# Help ID'ing this tree



## husker-q (Jun 17, 2008)

Hi all - I was wanting your expertise in identifying this tree - it is at the edge of my backyard and has been dead for several years. It does show some new sprouts coming straight out of the larger trunks - so maybe not really dead - or some sucker has attached.

I live near KCMO - I have white ash, walnut green ash, oak that I know of but this seems different - I was hoping for hickory???????


----------



## buck wheezer (Jun 17, 2008)

Husker-Q,

The Arbor Day Foundation has a Q&A guide to identifying trees on their site: http://www.arborday.org/trees/TreeID.cfm.
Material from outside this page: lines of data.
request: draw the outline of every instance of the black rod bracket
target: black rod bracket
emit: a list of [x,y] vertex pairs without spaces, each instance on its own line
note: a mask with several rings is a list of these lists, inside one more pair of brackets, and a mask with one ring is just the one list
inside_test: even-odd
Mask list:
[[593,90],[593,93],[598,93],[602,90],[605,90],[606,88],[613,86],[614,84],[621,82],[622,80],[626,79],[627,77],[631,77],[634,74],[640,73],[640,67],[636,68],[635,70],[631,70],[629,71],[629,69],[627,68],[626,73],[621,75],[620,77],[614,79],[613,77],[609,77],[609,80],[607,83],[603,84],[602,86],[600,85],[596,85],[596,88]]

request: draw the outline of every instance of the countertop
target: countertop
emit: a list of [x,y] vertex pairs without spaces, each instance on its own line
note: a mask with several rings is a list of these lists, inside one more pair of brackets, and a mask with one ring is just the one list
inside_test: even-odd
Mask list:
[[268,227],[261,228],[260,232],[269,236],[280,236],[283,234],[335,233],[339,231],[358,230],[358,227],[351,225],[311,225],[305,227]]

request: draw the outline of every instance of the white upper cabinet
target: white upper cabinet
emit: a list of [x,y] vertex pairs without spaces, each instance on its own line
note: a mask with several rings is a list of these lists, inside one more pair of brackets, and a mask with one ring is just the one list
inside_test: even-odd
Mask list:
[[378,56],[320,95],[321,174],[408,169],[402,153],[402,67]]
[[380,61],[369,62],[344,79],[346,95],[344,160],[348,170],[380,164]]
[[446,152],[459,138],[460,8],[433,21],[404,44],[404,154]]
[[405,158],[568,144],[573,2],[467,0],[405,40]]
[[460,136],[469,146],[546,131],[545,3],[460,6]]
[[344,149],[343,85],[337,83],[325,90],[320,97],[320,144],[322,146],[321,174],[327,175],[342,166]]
Give that a whirl and let us know what you find.


----------



## moltenone (Jun 17, 2008)

might be a hick,back up on the leaf shot,the close up is to close for me.


mark


----------



## hausfire (Jun 17, 2008)

ok i am looking at the national audubon society field guide to trees . and it apears not to be a hickory. if you could take a pic of a sprig of leaves with a close up of one leaf then i can narrow it down. you cant go by the bark because its rotted . right now it looks like it can be a flowering or alternating leaf Dogwwod. or a white mullberry or a white basswood. get me a better photo and ill nail it. 
 Eric


----------



## husker-q (Jun 23, 2008)

just some closure on this - I think it to be a Box Elder tree - and it's near dead neighbor a Hackberry - 

I guess just good for firewood!

I'll have to venture further into the woods but the ticks are really heavy so maybe I can wait!!!


----------